There is always something one did not suspect. Something unexpected. This ineffable thing.
The emergence of a decidedly unique imprint, my works are self-portraits, portraits of parts of myself.
I say that my creations are “materializations of psychic states,” human landscapes, threads of my soul, inviting others to merge with them.
Their value is not aesthetic; it lies in the vibrations my works create in the viewer. These are two sensibilities meeting, no longer two separate individuals. It is a living process. I regard them as active beings, forging new links between Us. The viewer becomes a creator of the work as it comes to life.
I commit to a path toward a new vision of Being, of the world, of oneself, and of others.
If the viewer lets themselves be invited, psychic resonances align in a single symphony, a dialogue begins to take root.

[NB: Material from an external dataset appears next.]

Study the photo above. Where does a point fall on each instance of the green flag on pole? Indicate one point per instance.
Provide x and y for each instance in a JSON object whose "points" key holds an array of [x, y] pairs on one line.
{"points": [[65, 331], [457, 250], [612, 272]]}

An anamorphosis of their soul takes shape, an elusive reflection. It is a poetic experience. A powerful and intense presence. A demanding experience.
I want my works to refine human minds, sharpen souls, and for emotions to find an echo, so that words resonate there.
What is important is what the work mobilizes in us, and the result of that encounter."
"Psychic suffering is linked to everything that escapes the process of subjectivizing symbolization. We suffer from what is psychically blocked or awaiting psychic inscription. The human being does not suffer only because of events, or because of certain thoughts, but because some processes within them have not found a mirror, an echo, a listening, a receptacle and remain in dereliction." René Roussillon - Manual of psychology and psychopathology of general clinical practice, page 146.